L’irriducibile Crali

| | |

Ancora una mostra a Monfalcone per l’«aeropittore, sempre futurista»

di Roberto Curci

 

Gli aeropittori? «Meritano di essere sepolti e dimenticati per l’eternità, o tutt’al più di essere esposti per ciò che sono: documenti di barbarie». Parole feroci e ultimative del critico d’arte del Guardian, Jonathan Jones, al tempo (2005) di una mostra sull’aeropittura futurista italiana allestita all’Estorick Collection di Londra. Per Jones restava valida l’equazione futurismo = fascismo, da cui un basilare pregiudizio, d’altronde molto diffuso e non del tutto bugiardo: lo stesso che, per i primi decenni del secondo dopoguerra, impedì che si guardasse alle molte declinazioni del futurismo con occhi non offuscati dalle ideologie e le si recuperasse con una certa serenità di approccio e di giudizio.

Non la pensano certamente come il critico londinese quanti adesso hanno ideato, organizzato e allestito due mostre curiosamente affini e contestuali: “Dall’alto. Aeropittura futurista” al Labirinto della Masone della Fondazione Franco Maria Ricci, a Fontanellato (fino al 18 settembre) e “Crali aeropittore, sempre futurista” alla Galleria comunale d’arte contemporanea di Monfalcone (fino al 25 settembre).

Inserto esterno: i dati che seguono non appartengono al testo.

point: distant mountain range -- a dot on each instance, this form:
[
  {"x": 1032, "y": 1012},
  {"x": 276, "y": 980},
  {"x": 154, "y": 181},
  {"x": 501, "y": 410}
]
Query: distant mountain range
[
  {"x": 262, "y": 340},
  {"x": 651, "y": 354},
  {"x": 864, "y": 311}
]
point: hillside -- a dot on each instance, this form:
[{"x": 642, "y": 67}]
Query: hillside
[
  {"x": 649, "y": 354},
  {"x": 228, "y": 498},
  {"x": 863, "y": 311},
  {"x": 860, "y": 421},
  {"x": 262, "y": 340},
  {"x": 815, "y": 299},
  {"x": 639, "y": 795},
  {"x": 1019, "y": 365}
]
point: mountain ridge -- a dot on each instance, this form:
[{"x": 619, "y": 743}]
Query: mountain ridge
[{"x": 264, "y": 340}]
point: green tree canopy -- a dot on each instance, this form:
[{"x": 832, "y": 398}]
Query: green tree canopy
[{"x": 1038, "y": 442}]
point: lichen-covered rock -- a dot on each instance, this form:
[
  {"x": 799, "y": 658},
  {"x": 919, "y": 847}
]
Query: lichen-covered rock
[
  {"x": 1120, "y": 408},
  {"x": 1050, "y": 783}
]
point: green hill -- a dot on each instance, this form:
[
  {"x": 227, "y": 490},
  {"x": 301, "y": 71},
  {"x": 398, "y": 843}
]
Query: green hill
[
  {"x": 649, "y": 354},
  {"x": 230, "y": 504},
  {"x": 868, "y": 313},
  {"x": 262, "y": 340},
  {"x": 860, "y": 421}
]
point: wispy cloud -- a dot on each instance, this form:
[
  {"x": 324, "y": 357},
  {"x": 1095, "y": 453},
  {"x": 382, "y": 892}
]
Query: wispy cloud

È quest’ultima, per ovvie ragioni, a toccarci da vicino e, anzitutto, a suscitare un interrogativo. Come mai Crali concede un bis a soli tre anni dal focus a lui dedicato nella medesima sede (“Crali e il futurismo. Avanguardia culturale”, 2019)? La ragione sta, a monte, in una controversia giudiziaria tra il Mart di Rovereto, cui Crali stesso aveva donato (in “donazione modale”) un’ampia selezione delle opere da lui giudicate migliori, e le eredi dell’artista, insoddisfatte per il mancato rispetto di certe clausole concordate. Alla fine le eredi l’hanno avuta vinta. Ed è proprio la quarantina di opere a loro restituite il pezzo forte della nuova rassegna monfalconese, curata ancora da Marino De Grassi con ricco catalogo delle Edizioni della Laguna (purtroppo privo, negli Apparati, di una scheda biografica dell’artista).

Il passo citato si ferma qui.